Поэт приехал в Москву с молодой женой, уже знакомой некоторым мое мистикам, друзьям Белого, и уже окруженной их восторженным поклонением, в котором придавленный эротизм бурлил под соблазнительным и отчасти лицемерным покровом мистического служения Прекрасной Даме. Белый тотчас поддался общему настроению, и жена нового друга стала предметом его пристального внимания. Этому вниманию мистики покровительствовали и раздували его. Потом не нужно было и раздувать - оно превратилось в любовь, которая, в сущности, и дала толчок к разрыву с Ниной Петровской. Я не берусь в точности изложить историю этой любви, протекавшую то в Москве, то в Петербурге, то в деревне, до крайности усложненную сложными характерами действующих лиц, своеобразным строем символистского быта и, наконец, многообразными событиями литературной, философской и даже общественной жизни, на фоне которых она протекала, с которыми порой тесно переплеталась и на которые в свою очередь влияла. Скажу суммарно: история этой любви сыграла важную роль в литературных отношениях той эпохи, в судьбе многих лиц, непосредственно в ней даже не замешанных, и в конечном счете - во всей истории символизма. Многое в ней еще и теперь не ясно. Белый рассказывал мне ее неоднократно, но в его рассказах было вдоволь противоречий, недомолвок, вариантов, нервического воображения. Подчеркиваю, что его устные рассказы значительно рознились от печатной версии, изложенной в его воспоминания.

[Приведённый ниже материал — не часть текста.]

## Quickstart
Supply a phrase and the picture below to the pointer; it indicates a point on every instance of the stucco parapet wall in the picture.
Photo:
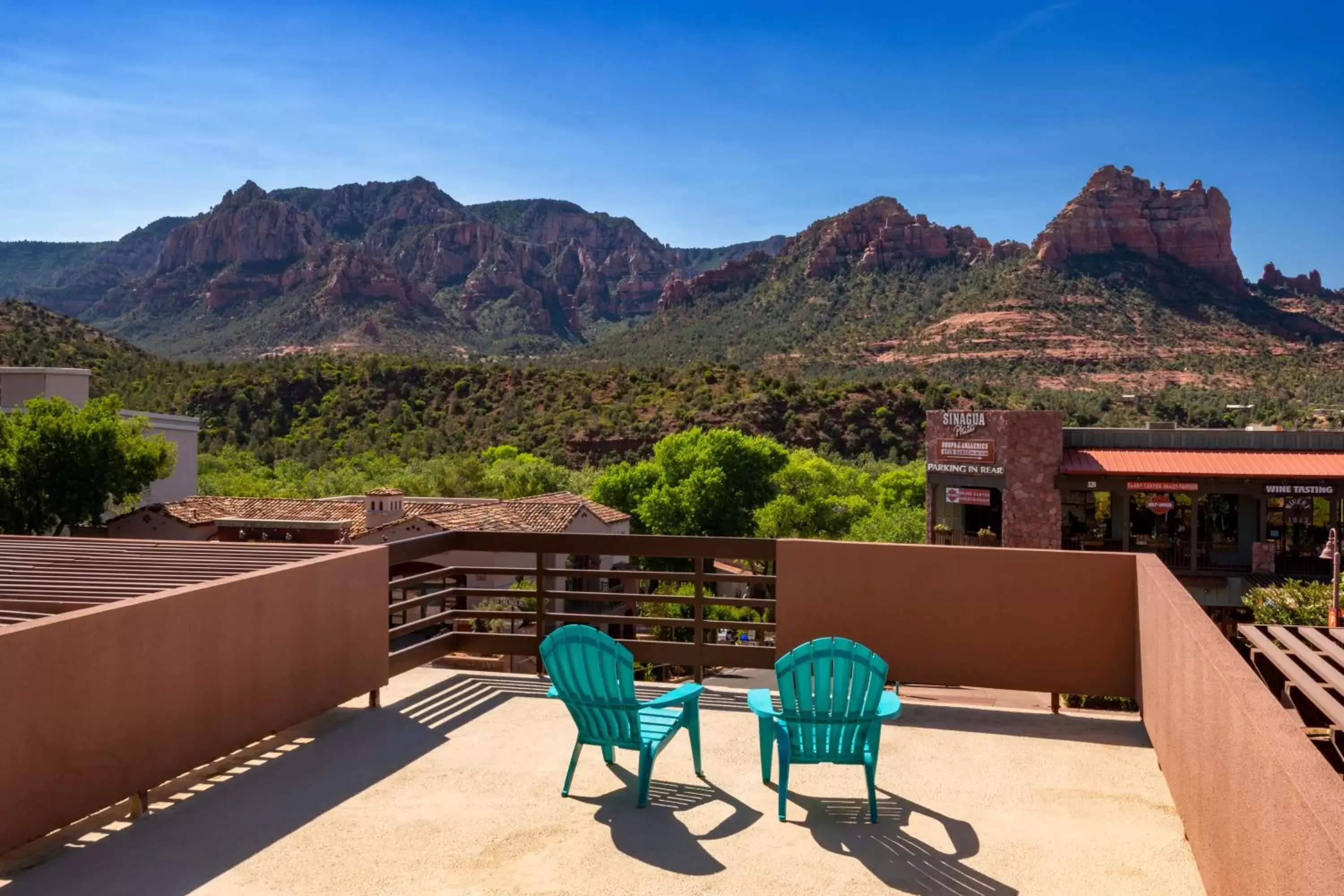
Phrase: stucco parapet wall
(1027, 447)
(120, 698)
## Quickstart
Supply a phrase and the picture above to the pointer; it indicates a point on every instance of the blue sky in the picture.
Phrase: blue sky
(706, 123)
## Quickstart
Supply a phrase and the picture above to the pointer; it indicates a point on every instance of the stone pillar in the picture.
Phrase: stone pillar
(1021, 453)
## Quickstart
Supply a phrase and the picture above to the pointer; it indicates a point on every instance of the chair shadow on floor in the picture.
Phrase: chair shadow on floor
(887, 849)
(655, 835)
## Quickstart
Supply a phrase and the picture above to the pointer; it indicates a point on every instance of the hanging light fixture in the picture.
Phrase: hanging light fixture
(1332, 554)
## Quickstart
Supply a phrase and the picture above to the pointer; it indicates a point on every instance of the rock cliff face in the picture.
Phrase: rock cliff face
(881, 234)
(1304, 284)
(246, 226)
(1117, 210)
(406, 241)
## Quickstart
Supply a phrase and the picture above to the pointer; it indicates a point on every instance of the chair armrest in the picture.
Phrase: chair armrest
(758, 700)
(685, 694)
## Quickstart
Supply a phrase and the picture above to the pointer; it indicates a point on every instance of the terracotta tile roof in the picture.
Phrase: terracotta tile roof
(205, 508)
(538, 513)
(1279, 465)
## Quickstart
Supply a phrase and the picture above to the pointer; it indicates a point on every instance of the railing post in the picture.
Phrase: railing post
(541, 610)
(698, 610)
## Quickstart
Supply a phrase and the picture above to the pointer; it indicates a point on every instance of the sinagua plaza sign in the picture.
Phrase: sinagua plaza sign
(959, 454)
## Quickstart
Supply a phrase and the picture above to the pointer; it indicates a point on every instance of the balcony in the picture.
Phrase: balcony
(217, 735)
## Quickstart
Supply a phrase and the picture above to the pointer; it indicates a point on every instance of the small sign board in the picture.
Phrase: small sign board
(980, 497)
(972, 450)
(965, 469)
(1162, 487)
(1299, 511)
(1295, 488)
(964, 422)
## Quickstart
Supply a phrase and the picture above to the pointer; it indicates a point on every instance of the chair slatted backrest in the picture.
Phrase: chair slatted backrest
(828, 695)
(594, 676)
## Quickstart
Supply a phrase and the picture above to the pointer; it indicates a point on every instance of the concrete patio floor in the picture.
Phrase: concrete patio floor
(453, 788)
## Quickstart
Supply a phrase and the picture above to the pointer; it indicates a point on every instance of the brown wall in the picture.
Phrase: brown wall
(1262, 809)
(1055, 621)
(103, 703)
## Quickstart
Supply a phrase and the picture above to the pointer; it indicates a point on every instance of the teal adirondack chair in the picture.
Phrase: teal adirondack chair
(832, 702)
(594, 676)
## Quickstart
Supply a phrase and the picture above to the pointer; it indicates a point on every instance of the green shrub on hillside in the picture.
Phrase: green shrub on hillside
(1292, 603)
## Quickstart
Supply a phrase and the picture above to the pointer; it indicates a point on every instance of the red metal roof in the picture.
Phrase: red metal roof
(1266, 465)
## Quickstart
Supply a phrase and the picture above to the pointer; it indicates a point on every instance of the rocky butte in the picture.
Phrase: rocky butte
(881, 234)
(1117, 210)
(1303, 284)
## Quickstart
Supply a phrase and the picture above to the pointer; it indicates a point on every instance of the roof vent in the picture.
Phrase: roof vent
(383, 505)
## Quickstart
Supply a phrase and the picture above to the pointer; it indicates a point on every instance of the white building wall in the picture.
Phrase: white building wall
(152, 524)
(18, 385)
(182, 432)
(21, 383)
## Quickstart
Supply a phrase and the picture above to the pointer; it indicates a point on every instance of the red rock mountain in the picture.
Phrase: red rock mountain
(881, 234)
(402, 244)
(1117, 210)
(734, 273)
(1304, 284)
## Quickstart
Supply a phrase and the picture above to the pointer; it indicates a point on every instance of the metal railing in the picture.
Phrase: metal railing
(541, 579)
(965, 539)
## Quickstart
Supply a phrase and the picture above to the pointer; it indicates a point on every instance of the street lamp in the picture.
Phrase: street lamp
(1332, 552)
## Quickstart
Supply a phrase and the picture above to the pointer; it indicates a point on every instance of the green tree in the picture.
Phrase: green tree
(511, 473)
(900, 524)
(699, 482)
(902, 487)
(1292, 603)
(64, 465)
(818, 499)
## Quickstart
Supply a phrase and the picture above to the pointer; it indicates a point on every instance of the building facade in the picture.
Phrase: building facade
(19, 385)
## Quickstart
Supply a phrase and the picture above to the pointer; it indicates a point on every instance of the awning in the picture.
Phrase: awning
(1262, 465)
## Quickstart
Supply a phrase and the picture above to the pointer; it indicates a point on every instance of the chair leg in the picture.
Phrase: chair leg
(646, 777)
(574, 761)
(693, 728)
(870, 770)
(767, 747)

По соображении всех данных, история романа представляется мне в таком виде. По-видимому, братские чувства, первоначально предложенные Белым, были приняты дамою благосклонно. Когда же Белый, по обыкновению, от чувств братских перешел к чувствам иного оттенка, задача его весьма затруднилась. Быть может, она оказалась бы вовсе неразрешимой, если бы не его ослепительное обаяние, которому, кажется, нельзя было не поддаться. Но в тот самый момент, когда его любовные домогательства были близки к тому, чтобы увенчаться успехом, неизбывная двойственность Белого, как всегда, прорвалась наружу. Он имел безумие уверить себя самого, что его неверно и "дурно" поняли,- и то же самое объявил даме, которая, вероятно, немало выстрадала пред тем, как ответить ему согласием. Следствие беловского отступления не трудно себе представить. Гнев и презрение овладели той, кого он любил. И она отплатила ему стократ обиднее и больнее, чем Нина Петровская, которой она была во столько же раз выносливее и тверже. Что же Белый? Можно сказать с уверенностью, что с этого-то момента он и полюбил по-настоящему, всем существом и, по моему глубокому убеждению, - навсегда. Потом еще были в его жизни и любви, и быстрые увлечения, но та любовь сохранилась сквозь все и поверх всего. Только ту женщину, одну ее, любил он в самом деле. С годами, как водится, боль притупилась, но долго она была жгучей. Белый страдал неслыханно, переходя от униженного смирения к бешенству и гордыне, - кричал, что отвергнуть его любовь есть кощунство. Порою страдание подымало его на очень большие высоты духа - порою падал он до того, что, терзаясь ревностью литературно мстил своему сопернику, действительному или воображаемому. Он провел несколько месяцев за границей - и вернулся с неутоленным страданием и "Кубком мятелей" - слабейшею из его симфоний, потому что она была писана в надрыве.